One can put all into a container like truecrypt, but it is not portable very much as it needs admin rights on the host machine.
There is simply no solution to the problem apart from some hardware encryption stick.
I am using: http://www.corsair.com/usb-drives/padlock.html
----
Had just quick look how other mail clients apart from outlook store data.
DreamMail: mails are in .eml format, which is simple text file, message source in fact.
Windows Live Mail, the current free mail client from MS: stores mails in .eml format
All plain text, each mail single file, with date and time.
Would probably find out that other simple mail clients like incredimail and similar toys behave compatible.
Otto Sykora
Basel, Switzerland
How about the ago-old solution of putting ThunderbirdPortable (or any other app for that matter) inside a TrueCrypt/FreeOTFE encrypted container. Of course you have all the problems associated with that, namely that admin rights are required, but it is a solution if data security is paramount.
What about this extension? https://addons.mozilla.org/en-US/thunderbird/addon/master-password/
It was already stated that something like a master password is easily bypassed, and doesn't do anything to protect the actual data. All the emails are still readable directly from the disk.

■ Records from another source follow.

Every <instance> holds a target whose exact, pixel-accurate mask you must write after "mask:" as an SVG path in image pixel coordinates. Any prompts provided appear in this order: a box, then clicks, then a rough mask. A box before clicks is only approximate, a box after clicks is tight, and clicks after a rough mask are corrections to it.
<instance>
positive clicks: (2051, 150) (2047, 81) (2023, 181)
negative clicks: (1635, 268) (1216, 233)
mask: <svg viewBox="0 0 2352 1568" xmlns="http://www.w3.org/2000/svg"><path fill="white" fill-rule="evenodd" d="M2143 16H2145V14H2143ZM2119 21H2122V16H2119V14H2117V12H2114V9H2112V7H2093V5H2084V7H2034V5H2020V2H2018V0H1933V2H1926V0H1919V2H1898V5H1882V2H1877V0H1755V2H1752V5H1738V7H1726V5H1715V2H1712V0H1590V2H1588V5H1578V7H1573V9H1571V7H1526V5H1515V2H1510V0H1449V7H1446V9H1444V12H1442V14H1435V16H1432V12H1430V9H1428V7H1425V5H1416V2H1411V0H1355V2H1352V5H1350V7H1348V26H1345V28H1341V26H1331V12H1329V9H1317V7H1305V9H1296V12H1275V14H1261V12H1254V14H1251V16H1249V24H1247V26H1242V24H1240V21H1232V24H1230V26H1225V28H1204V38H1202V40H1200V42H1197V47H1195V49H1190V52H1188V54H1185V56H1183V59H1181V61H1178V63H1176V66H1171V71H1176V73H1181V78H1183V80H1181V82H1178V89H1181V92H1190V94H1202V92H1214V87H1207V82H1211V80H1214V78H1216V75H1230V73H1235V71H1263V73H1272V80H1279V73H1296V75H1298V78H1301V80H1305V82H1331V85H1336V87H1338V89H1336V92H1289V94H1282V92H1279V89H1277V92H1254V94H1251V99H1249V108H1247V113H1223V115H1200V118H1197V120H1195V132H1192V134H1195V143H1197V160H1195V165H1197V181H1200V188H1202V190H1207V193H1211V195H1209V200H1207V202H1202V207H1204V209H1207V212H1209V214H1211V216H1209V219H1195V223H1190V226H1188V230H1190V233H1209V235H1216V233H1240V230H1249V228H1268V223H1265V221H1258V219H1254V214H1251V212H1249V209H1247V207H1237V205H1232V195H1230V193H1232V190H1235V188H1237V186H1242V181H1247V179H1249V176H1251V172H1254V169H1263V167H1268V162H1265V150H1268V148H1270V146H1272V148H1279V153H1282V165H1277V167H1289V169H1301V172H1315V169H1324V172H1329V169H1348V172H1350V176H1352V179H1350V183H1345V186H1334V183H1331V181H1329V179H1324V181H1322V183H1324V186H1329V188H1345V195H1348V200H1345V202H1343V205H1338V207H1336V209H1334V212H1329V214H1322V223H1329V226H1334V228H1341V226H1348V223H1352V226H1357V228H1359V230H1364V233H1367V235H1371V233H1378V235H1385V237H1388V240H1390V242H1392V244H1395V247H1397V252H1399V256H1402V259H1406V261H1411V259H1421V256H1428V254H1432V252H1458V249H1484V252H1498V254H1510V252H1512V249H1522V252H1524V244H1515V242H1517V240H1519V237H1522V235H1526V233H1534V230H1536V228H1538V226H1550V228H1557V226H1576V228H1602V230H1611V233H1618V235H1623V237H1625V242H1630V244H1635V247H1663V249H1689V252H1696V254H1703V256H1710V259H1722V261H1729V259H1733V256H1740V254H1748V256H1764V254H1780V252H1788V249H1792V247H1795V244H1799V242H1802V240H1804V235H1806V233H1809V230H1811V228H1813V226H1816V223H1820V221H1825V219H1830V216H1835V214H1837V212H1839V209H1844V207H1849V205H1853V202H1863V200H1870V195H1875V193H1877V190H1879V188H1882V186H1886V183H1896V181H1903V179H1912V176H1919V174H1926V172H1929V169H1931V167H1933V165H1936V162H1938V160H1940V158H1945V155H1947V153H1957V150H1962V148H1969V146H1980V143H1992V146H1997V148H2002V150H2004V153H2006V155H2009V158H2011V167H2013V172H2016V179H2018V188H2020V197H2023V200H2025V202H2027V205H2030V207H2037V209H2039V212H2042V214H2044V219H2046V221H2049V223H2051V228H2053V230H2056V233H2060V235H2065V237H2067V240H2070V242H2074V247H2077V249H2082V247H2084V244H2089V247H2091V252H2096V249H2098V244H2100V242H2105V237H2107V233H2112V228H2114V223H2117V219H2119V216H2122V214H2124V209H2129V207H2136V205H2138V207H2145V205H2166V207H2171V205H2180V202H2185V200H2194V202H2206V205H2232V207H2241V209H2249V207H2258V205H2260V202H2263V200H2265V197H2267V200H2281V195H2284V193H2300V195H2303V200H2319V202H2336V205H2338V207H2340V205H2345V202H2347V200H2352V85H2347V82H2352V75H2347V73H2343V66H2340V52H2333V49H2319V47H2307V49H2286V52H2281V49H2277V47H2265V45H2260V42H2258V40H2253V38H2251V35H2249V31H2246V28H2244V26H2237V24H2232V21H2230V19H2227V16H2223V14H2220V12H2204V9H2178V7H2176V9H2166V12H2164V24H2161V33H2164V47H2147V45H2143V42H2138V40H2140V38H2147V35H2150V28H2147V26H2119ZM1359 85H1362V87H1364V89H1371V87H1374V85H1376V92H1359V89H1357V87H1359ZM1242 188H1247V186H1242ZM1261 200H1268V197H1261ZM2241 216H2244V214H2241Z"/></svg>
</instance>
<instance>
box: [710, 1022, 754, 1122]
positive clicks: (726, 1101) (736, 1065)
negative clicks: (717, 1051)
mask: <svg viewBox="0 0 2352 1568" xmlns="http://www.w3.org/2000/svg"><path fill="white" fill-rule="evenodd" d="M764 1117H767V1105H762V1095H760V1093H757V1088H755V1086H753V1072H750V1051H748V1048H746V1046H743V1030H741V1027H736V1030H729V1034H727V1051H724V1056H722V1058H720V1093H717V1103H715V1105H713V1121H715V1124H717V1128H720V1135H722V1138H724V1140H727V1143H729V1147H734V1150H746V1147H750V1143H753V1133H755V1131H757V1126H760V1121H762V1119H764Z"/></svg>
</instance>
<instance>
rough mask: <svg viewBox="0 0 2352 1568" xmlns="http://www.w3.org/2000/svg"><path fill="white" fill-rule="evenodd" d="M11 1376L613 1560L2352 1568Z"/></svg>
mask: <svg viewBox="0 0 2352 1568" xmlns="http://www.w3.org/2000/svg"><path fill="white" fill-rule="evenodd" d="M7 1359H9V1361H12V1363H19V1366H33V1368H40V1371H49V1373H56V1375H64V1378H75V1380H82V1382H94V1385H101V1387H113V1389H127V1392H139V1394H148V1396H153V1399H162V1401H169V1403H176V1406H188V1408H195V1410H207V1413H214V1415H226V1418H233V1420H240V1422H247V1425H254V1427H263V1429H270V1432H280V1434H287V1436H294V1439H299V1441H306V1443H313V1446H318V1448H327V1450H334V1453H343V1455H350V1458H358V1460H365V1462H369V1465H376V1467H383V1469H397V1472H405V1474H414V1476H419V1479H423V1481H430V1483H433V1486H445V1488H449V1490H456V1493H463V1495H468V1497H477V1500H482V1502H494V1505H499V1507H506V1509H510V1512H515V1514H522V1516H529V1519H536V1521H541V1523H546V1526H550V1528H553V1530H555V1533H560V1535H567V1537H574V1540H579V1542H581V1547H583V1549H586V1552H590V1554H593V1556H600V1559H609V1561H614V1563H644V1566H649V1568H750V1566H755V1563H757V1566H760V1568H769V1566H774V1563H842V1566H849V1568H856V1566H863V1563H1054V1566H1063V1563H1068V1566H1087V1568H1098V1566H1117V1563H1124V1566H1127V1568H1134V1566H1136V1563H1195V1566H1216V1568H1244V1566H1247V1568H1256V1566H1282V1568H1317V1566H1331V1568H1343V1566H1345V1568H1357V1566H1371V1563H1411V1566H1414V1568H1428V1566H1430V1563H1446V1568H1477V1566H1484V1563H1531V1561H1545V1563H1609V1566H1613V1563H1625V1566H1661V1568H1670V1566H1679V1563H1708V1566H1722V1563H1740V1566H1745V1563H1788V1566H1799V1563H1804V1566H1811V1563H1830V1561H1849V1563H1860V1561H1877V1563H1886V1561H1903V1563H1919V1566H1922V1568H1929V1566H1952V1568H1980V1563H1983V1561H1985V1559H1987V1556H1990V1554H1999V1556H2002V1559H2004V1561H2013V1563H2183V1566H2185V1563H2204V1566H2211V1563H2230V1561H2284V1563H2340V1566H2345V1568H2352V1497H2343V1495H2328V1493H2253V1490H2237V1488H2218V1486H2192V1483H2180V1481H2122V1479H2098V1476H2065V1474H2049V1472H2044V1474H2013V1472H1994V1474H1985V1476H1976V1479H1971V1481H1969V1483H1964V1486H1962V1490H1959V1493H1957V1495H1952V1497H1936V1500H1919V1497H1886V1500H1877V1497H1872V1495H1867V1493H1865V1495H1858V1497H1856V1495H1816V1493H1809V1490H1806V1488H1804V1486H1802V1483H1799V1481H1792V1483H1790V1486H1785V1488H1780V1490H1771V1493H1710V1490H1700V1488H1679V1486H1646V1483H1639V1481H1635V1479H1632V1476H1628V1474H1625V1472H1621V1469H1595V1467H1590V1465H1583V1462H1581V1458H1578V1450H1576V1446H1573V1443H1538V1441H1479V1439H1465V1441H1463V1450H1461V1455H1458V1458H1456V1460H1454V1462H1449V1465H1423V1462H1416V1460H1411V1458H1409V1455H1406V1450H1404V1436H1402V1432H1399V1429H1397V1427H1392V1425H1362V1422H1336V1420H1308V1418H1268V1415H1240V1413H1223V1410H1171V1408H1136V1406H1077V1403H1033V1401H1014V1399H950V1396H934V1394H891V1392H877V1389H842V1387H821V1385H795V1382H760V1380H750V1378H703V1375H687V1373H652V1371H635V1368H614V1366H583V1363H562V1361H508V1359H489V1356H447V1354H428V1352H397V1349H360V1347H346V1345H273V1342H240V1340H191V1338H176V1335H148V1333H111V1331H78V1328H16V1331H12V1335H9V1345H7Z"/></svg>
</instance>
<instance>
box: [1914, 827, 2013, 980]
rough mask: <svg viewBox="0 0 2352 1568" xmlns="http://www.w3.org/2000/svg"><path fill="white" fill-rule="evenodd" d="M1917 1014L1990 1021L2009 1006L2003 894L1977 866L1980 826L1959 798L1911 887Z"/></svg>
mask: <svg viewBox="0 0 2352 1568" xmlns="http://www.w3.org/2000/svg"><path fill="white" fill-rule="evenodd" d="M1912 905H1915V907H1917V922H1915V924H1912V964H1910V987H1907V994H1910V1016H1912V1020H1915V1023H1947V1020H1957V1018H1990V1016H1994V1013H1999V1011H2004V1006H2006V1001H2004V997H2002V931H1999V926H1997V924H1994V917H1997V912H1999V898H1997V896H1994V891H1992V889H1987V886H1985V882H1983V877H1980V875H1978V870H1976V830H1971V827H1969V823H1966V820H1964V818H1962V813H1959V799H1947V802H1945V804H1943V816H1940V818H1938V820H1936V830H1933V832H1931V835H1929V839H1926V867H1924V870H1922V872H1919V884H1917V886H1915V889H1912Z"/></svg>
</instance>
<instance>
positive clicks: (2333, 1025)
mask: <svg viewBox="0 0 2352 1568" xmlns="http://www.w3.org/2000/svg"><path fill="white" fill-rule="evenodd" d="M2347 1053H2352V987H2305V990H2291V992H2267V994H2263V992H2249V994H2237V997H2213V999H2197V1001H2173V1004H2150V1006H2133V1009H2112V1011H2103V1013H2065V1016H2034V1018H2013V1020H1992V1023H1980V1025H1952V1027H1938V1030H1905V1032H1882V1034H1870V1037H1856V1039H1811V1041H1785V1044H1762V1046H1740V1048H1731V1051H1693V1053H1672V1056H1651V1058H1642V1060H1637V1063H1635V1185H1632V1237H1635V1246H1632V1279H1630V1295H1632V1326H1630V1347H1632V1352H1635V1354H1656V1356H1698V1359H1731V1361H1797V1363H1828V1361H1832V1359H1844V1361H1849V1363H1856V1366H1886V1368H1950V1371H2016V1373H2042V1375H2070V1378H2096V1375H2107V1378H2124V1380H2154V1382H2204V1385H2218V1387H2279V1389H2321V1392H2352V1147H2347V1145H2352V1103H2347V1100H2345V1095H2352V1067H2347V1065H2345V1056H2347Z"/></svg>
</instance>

In addition, if you look about halfway down the page on that link you'll see that it states:
.
So, this is not the solution.
the whole text - too quick on the draw
does protect all other passwords stored in the password store of the app, it does not protect any other data as mails etc. Those remain stored in text, readable for everyone within the profile.
Otto Sykora
Basel, Switzerland
Not long ago, it would have been prohibitively expensive to get a flash drive with hardware-level security. But now, just Google "Secure Flash Drive" and you get a wide range of prices and solutions.
IronKey is still expensive, but there are plenty of others that use a variety of different security systems, including combination locks and fingerprint swipers.
A lot of these are very affordable.
Sure they are more expensive than your generic Staples flash drive, but if security is really a concern, then you should be willing to spend a little more to protect your info.
I made this half-pony, half-monkey monster to please you.
Use truecrypt to encrypt the USB or part of it. Else try OTFE as I think that overcomes to a limited extent Admin rights issues.